My environment: 8GB Ram Notebook with Ubuntu 14.04, Solr 4.3.1, carrot2workbench 3.10.0
My Solr Index: 15980 documents
My Problem: Cluster all documents with the kmeans algorithm
When I drop off the query in the carrot2workbench (query: :), I always get a Java heap size error when using more than ~1000 Results. I started Solr with -Xms256m -Xmx6g but it still occurs.
Is it really a heap size problem or could it be somewhere else?
Your suspicion is correct, it is a heap size problem, or more precisely, a scalability constraint.
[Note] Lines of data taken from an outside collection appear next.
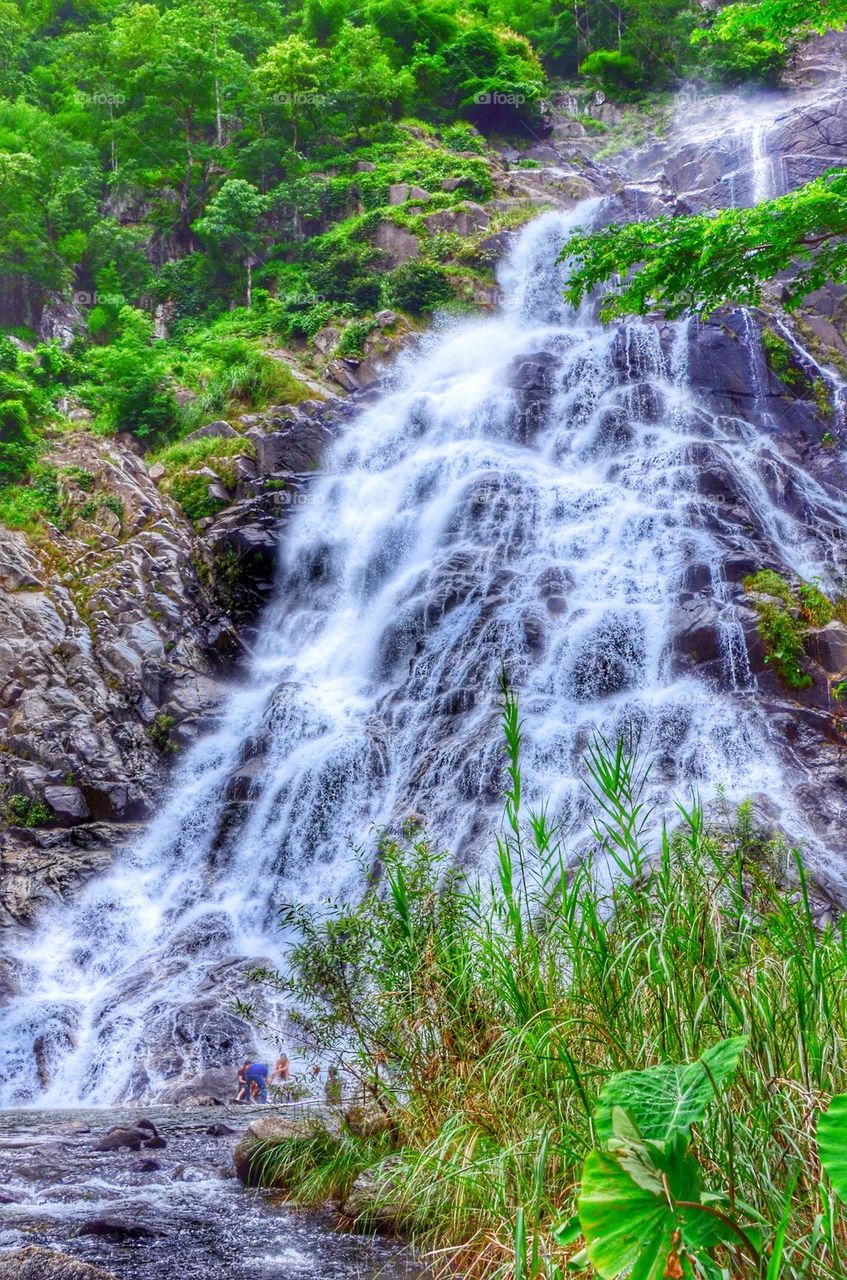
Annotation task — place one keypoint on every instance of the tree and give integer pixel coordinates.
(291, 74)
(367, 88)
(230, 223)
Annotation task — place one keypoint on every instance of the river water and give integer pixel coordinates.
(188, 1219)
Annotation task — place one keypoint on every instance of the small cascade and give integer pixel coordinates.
(534, 490)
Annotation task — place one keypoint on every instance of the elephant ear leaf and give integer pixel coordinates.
(832, 1144)
(667, 1100)
(641, 1216)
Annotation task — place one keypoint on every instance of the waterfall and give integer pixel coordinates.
(529, 490)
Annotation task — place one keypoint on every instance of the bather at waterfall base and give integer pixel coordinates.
(529, 493)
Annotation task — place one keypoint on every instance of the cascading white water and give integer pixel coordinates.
(527, 493)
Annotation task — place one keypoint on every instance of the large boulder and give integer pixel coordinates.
(215, 1087)
(37, 1264)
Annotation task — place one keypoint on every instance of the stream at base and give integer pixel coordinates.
(187, 1219)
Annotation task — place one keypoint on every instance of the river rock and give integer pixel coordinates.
(397, 243)
(375, 1200)
(216, 1086)
(275, 1130)
(39, 1264)
(118, 1138)
(94, 636)
(118, 1229)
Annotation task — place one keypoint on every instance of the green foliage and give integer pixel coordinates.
(781, 359)
(161, 732)
(28, 504)
(832, 1144)
(353, 338)
(21, 810)
(701, 261)
(128, 380)
(184, 464)
(417, 287)
(783, 626)
(641, 1203)
(521, 1036)
(752, 40)
(613, 71)
(668, 1100)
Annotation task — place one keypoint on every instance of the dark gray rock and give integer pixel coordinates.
(118, 1139)
(37, 1264)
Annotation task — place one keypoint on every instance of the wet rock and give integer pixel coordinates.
(462, 222)
(375, 1200)
(219, 430)
(88, 657)
(218, 1084)
(118, 1139)
(369, 1119)
(274, 1129)
(39, 1264)
(118, 1229)
(68, 805)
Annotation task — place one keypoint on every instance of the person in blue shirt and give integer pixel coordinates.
(257, 1074)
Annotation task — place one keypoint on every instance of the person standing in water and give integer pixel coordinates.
(257, 1074)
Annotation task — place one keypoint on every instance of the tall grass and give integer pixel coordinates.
(484, 1018)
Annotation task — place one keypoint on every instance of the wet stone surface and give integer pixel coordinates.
(178, 1216)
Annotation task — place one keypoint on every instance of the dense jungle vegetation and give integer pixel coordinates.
(204, 181)
(636, 1066)
(633, 1066)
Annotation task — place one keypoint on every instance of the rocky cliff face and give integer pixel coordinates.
(119, 631)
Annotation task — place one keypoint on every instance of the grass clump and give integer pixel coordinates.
(782, 360)
(187, 465)
(784, 618)
(19, 810)
(486, 1020)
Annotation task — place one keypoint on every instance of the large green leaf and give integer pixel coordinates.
(667, 1100)
(633, 1223)
(832, 1144)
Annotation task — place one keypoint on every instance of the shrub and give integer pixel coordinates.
(19, 810)
(417, 287)
(353, 338)
(557, 1038)
(613, 72)
(27, 506)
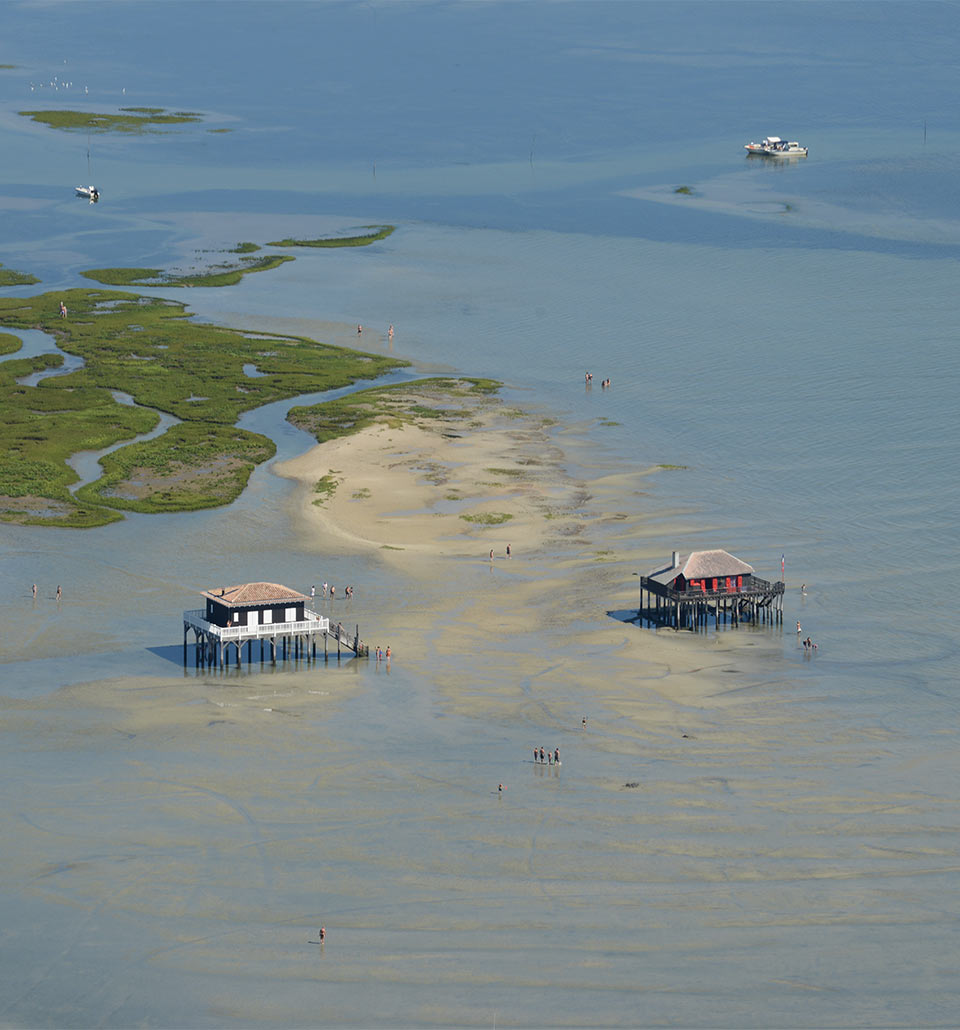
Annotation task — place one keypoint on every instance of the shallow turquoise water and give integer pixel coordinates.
(787, 335)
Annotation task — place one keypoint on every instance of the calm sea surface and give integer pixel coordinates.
(786, 333)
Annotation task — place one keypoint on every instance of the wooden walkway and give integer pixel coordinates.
(287, 640)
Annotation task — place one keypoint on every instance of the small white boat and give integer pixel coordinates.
(774, 146)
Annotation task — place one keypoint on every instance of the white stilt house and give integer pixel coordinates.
(238, 615)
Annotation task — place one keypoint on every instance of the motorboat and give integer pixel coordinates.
(774, 146)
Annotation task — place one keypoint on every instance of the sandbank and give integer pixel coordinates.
(540, 617)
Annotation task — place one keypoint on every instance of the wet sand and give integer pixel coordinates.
(173, 844)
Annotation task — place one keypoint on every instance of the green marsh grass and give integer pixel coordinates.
(361, 240)
(149, 348)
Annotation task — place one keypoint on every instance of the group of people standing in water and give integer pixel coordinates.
(547, 758)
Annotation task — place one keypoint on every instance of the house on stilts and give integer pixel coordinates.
(704, 583)
(264, 612)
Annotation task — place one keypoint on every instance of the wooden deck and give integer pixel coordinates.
(295, 640)
(757, 601)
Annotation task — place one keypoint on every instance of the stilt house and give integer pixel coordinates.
(692, 587)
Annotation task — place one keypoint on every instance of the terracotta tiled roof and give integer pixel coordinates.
(253, 593)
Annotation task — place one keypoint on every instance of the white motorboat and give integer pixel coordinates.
(774, 146)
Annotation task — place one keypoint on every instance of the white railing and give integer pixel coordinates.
(312, 623)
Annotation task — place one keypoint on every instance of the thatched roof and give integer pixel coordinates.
(703, 564)
(253, 593)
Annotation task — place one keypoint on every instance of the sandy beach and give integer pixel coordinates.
(417, 496)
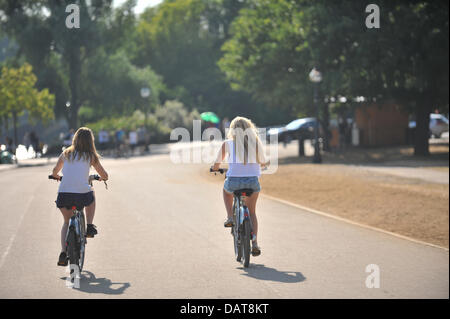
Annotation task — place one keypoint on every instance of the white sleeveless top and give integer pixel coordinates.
(237, 168)
(75, 176)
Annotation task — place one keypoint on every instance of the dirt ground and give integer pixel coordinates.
(406, 206)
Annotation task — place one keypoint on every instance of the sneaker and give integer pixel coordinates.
(91, 231)
(62, 261)
(228, 222)
(256, 251)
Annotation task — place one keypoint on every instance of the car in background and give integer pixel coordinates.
(303, 127)
(438, 124)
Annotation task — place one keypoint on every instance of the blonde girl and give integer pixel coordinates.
(245, 156)
(74, 189)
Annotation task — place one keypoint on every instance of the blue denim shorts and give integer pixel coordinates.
(234, 183)
(68, 200)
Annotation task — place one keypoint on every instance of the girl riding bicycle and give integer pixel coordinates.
(245, 158)
(74, 190)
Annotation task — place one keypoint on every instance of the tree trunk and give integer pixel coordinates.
(326, 127)
(75, 72)
(301, 146)
(422, 131)
(15, 131)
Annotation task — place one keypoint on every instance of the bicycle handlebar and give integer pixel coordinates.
(220, 170)
(91, 177)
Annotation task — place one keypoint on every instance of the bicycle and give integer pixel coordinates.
(242, 230)
(76, 233)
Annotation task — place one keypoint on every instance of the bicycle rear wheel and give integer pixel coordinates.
(82, 241)
(72, 248)
(245, 241)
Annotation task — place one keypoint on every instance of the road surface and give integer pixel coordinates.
(161, 235)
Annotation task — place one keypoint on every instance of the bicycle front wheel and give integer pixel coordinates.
(245, 242)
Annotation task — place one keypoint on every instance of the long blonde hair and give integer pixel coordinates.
(245, 135)
(83, 146)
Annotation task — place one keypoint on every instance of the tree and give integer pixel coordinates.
(181, 40)
(41, 33)
(274, 44)
(18, 94)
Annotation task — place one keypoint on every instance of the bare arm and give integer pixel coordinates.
(220, 157)
(58, 166)
(100, 170)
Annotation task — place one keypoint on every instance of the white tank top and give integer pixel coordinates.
(237, 168)
(75, 176)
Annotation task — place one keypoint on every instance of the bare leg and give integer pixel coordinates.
(228, 200)
(251, 204)
(67, 213)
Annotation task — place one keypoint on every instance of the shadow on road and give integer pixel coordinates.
(91, 284)
(262, 272)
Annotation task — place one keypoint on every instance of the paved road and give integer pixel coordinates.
(161, 236)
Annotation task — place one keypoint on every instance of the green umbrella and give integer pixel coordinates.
(210, 117)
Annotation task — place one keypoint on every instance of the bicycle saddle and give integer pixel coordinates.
(244, 192)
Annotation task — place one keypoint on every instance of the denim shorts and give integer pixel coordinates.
(68, 200)
(234, 183)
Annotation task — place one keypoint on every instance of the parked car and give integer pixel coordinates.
(303, 127)
(438, 124)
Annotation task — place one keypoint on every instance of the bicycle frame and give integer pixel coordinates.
(77, 224)
(241, 216)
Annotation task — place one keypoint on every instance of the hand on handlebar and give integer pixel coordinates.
(55, 177)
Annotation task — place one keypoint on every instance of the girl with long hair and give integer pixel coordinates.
(74, 190)
(245, 156)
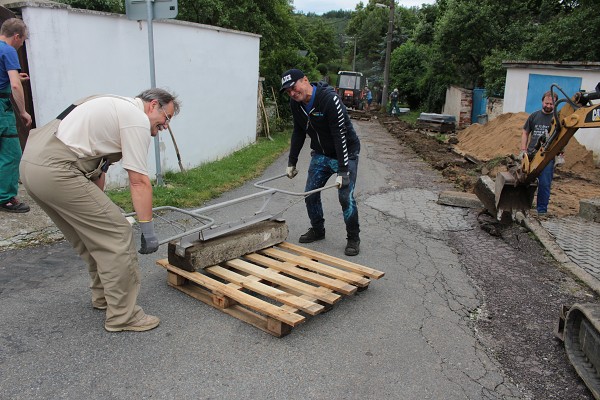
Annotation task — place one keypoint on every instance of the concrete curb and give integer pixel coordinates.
(559, 255)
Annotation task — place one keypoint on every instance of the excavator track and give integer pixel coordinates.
(582, 343)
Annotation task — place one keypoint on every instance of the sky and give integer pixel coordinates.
(322, 6)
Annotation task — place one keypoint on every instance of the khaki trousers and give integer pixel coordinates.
(90, 221)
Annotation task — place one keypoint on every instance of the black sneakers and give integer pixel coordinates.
(353, 247)
(312, 236)
(14, 205)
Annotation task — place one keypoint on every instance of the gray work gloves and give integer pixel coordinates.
(343, 179)
(149, 239)
(291, 171)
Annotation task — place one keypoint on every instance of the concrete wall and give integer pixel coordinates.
(459, 102)
(517, 79)
(75, 53)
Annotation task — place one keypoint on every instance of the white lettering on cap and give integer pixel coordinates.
(286, 79)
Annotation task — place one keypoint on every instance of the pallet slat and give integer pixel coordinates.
(252, 302)
(336, 262)
(293, 270)
(265, 290)
(302, 261)
(320, 293)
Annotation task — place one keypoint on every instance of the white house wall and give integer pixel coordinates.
(75, 53)
(515, 97)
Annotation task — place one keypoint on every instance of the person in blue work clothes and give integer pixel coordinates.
(536, 128)
(369, 98)
(13, 34)
(319, 113)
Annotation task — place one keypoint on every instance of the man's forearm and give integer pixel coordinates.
(141, 197)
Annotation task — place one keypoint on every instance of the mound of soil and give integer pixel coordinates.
(483, 149)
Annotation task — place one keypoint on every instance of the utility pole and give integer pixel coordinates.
(388, 53)
(354, 58)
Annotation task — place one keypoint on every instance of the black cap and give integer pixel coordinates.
(289, 78)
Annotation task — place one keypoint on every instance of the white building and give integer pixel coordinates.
(527, 81)
(74, 53)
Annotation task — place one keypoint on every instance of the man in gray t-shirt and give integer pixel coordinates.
(537, 127)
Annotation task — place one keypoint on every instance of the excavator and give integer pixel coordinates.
(579, 324)
(514, 189)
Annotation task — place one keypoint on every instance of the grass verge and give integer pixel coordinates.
(194, 187)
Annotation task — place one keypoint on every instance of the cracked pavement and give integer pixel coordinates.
(414, 334)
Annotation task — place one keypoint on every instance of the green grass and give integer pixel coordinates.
(194, 187)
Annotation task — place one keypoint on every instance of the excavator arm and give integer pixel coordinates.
(515, 188)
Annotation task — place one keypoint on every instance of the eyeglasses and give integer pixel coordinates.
(168, 121)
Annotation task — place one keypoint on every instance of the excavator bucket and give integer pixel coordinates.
(512, 195)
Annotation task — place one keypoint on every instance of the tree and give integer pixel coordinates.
(407, 69)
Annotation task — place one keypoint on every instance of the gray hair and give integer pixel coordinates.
(12, 27)
(162, 96)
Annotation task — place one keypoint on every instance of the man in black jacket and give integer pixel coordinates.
(319, 113)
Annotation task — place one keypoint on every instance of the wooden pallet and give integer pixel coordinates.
(276, 288)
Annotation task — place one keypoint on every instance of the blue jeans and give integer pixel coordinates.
(544, 184)
(320, 170)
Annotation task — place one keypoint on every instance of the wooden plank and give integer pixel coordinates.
(259, 321)
(270, 275)
(321, 268)
(241, 297)
(293, 270)
(337, 262)
(265, 290)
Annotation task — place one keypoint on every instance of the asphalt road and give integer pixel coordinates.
(409, 336)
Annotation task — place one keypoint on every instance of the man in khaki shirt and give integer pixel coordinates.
(63, 169)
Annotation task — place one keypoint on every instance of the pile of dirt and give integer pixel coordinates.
(484, 148)
(502, 136)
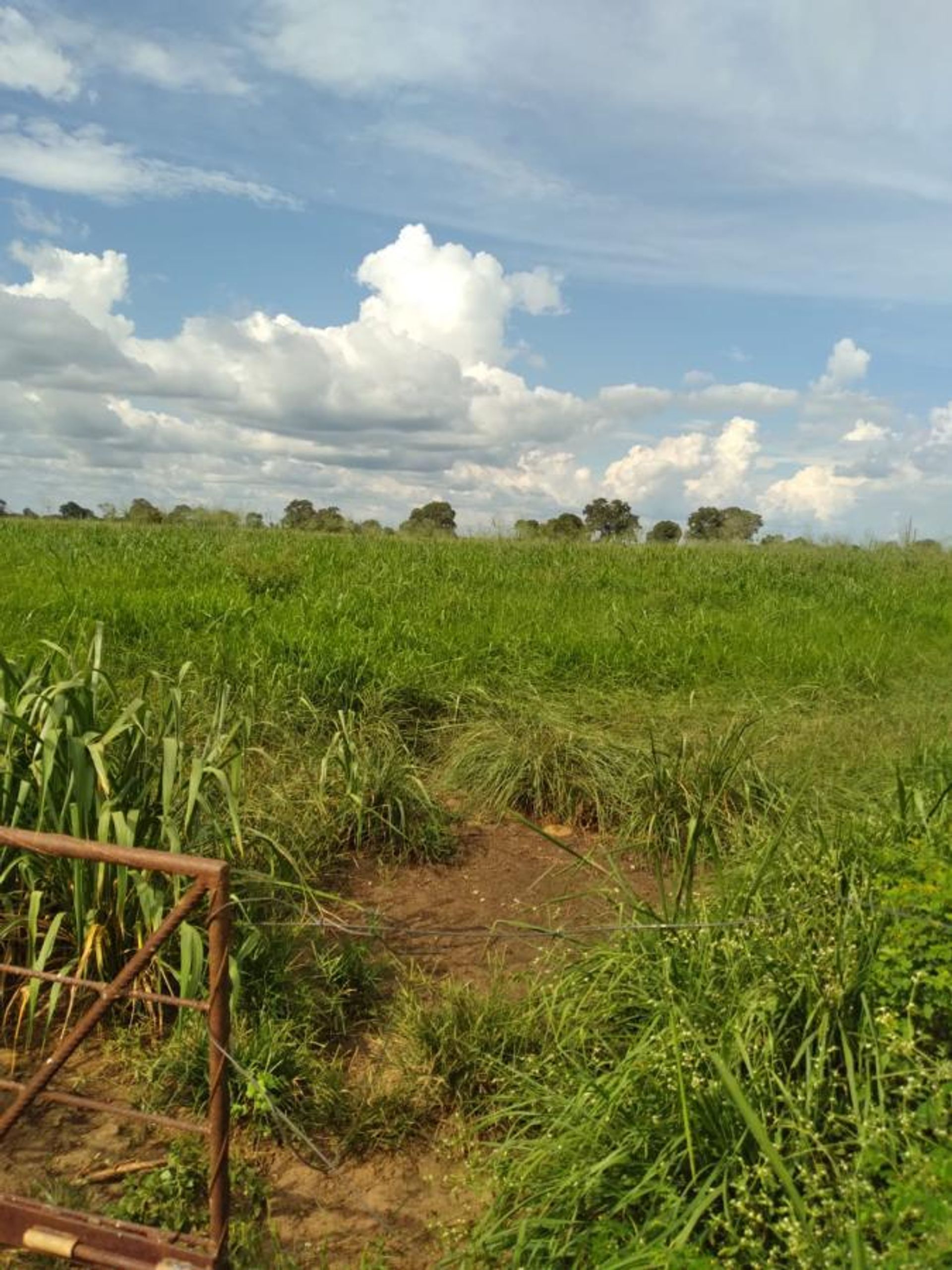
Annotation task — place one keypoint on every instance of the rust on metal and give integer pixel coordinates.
(80, 1030)
(93, 1240)
(101, 1241)
(107, 854)
(158, 999)
(219, 1103)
Straight from the carrot2 FAQs: http://project.carrot2.org/faq.html#scalability
A developer also posted about this here: https://stackoverflow.com/a/28991477
While the developers recommend Mahout, and this is probably the way to go since you would not be bound by the in-memory clustering constraints as in carrot2, there might be other possibilities, though:
If you really like carrot2 but do not necessarily need k-means, you could take a look at the commercial Lingo3G, based on the "Time of clustering 100000 snippets [s] " field and the (***) remark on http://carrotsearch.com/lingo3g-comparison it should be able to tackle more documents. Check also their FAQ entry on "What is the maximum number of documents Lingo3G can cluster?" on http://carrotsearch.com/lingo3g-faq
Try to minimize the size of your labels on which k-means is performing the clustering. Instead of clustering over all the documents content, try to cluster on the abstract/summary or extract important keywords and cluster on them.